Hoardings better than online advertising

A survey by the IMRB throws up several interesting findings regarding advertising on the Net

Sabil Francis

agencyfaqs!

NEW DELHI, October 27

The market is booming. And Internet advertising is finally taking off. With a lot of hiccups, nonetheless. The Indian Market Research Bureau (IMRB), one of India's premier market research agencies, has carried out a survey on online advertising.

The intrepid researchers of the MR agency visited 21,000 homes and businesses. These included 8,000 businesses, across 16 cities across the country. And there were interviews with nearly 18,000 people.

The research results are divided into five separate groups — "what you see is what you got (WYSIWYG)," the ISP market, the content market, the e-commerce market, and the cyber café market. For the last section, IMRB researchers studied not only major ISP providers like Satyam and Mantra online, but also trudged to remote villages to study government provided cyber cafes as well.

The findings? Interesting. Of the 18,000 people that IMRB talked to, 13,000 were Internet users. So did that mean online advertising was the future?
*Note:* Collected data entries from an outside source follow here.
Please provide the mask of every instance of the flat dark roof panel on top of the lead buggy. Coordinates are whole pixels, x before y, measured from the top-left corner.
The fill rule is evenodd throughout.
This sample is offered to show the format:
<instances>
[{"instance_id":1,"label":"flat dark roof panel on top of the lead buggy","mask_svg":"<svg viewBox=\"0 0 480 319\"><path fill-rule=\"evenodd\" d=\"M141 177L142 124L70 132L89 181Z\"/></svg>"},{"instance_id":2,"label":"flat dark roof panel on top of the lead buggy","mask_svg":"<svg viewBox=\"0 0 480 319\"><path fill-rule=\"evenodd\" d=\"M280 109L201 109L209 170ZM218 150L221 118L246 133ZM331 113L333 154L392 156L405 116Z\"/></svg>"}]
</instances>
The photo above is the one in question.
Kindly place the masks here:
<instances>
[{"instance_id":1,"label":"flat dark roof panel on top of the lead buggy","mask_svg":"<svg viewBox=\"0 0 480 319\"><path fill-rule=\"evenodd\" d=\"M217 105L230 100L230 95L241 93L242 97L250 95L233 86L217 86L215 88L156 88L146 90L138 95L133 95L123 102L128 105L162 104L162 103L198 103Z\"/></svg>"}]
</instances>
Not really. Only the heavy users of the Internet were able to specifically recall advertisements on the Net. Others just had vague memories. Interestingly, hoardings offline, that is, at bus stops, and on billboards had better recall value. Perhaps one reason why major Internet companies are advertising at the bus stop!

Internet advertising, by recall value, came fourth. After magazines, televisions, hoardings offline. The effectiveness of Internet advertising also differed according to the product. Specific products, addressed at the computer industry, were more likely to get clicked on. These included hardware, software, and ISPs. On an average, for every one million people, 14 per cent surf the Net. Of these, only one-third were heavy users who might click on an ad online. "There must be something compelling, or an online ad is in the same league as a hoarding," says Mohan Krishnan, research director, e-technology group@IMRB.
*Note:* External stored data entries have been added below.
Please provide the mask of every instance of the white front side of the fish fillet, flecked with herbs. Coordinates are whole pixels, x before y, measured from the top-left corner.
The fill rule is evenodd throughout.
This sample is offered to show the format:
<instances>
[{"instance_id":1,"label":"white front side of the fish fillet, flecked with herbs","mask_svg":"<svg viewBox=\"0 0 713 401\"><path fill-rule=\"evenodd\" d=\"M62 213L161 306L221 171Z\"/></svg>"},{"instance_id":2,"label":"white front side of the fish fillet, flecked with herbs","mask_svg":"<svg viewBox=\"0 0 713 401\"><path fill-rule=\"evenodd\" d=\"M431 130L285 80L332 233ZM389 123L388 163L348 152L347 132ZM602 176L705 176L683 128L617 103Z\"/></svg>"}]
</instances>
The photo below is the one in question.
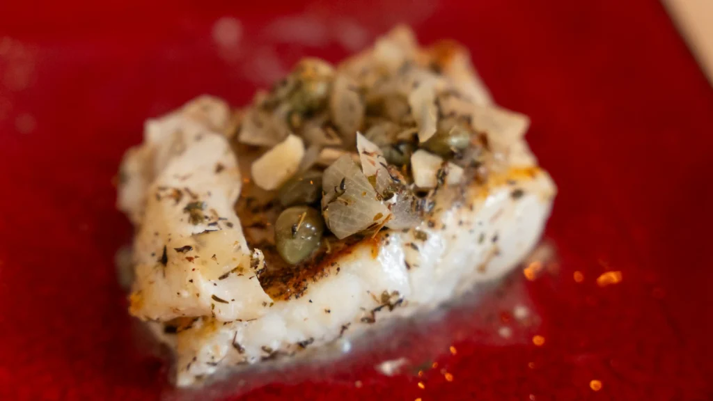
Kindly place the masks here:
<instances>
[{"instance_id":1,"label":"white front side of the fish fillet, flecked with herbs","mask_svg":"<svg viewBox=\"0 0 713 401\"><path fill-rule=\"evenodd\" d=\"M257 363L275 352L299 357L304 347L424 313L478 282L500 278L535 246L556 190L548 174L534 167L491 178L486 188L469 188L465 202L436 210L414 230L386 231L388 237L354 245L299 298L275 300L257 320L201 318L177 335L160 333L175 347L177 384L193 385L196 376ZM436 209L440 204L451 203L443 199Z\"/></svg>"}]
</instances>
And the exponential growth of the Internet alone will not take care of this, according to analysts. Not that the growth is lacking. Last year, Internet connections exploded by 151 per cent over the previous year. The business market grew by 118 per cent, while the home market grew by a whopping 205 per cent, according to the IMRB. In February 2000, NASSCOM estimated that there were 3.2 million web users in India, and that they were growing at 50 per cent every year.

In spite of all this, Internet advertising remains in its infancy. The problem lies in the way that the Internet is seen and used. Regarding the former, people still prefer TV ads to Internet ads, which have to get over the trash label. Another inhibiting factor is that many people use the Internet only to e-mail or chat, and not as a source of information. As Internet usage is relatively more expensive, and most surf in cafes, it will take a really compelling advertisement, targeted at exactly the same time as when the surfer is interested in the product, to get clicks.

Broadband could change this, with advertisements being interspersed between video clips. In one way, this is going back to the logic of TV, where the viewer has no control over the content. That is, unless you zap the remote. Yet say analysts, such technology would take a minimum of three years to show returns in the form of advertising impact.

In spite of all this, online advertising firms are upbeat. Take RightServe, which was started last year by Hughes Software Systems. Last October, RightServe conceptualised India's first targeted advertising campaign for Cyber India Online. The company sees a major market for online advertising support and intends to tap this by providing user-specific information. "RightServe's strength lies in its superior strategic skill base, cutting edge technological pedigree and efficient eye-ball expertise," says Sanjeev Gadre, business manager in charge of RightServe, at HSS, Bangalore.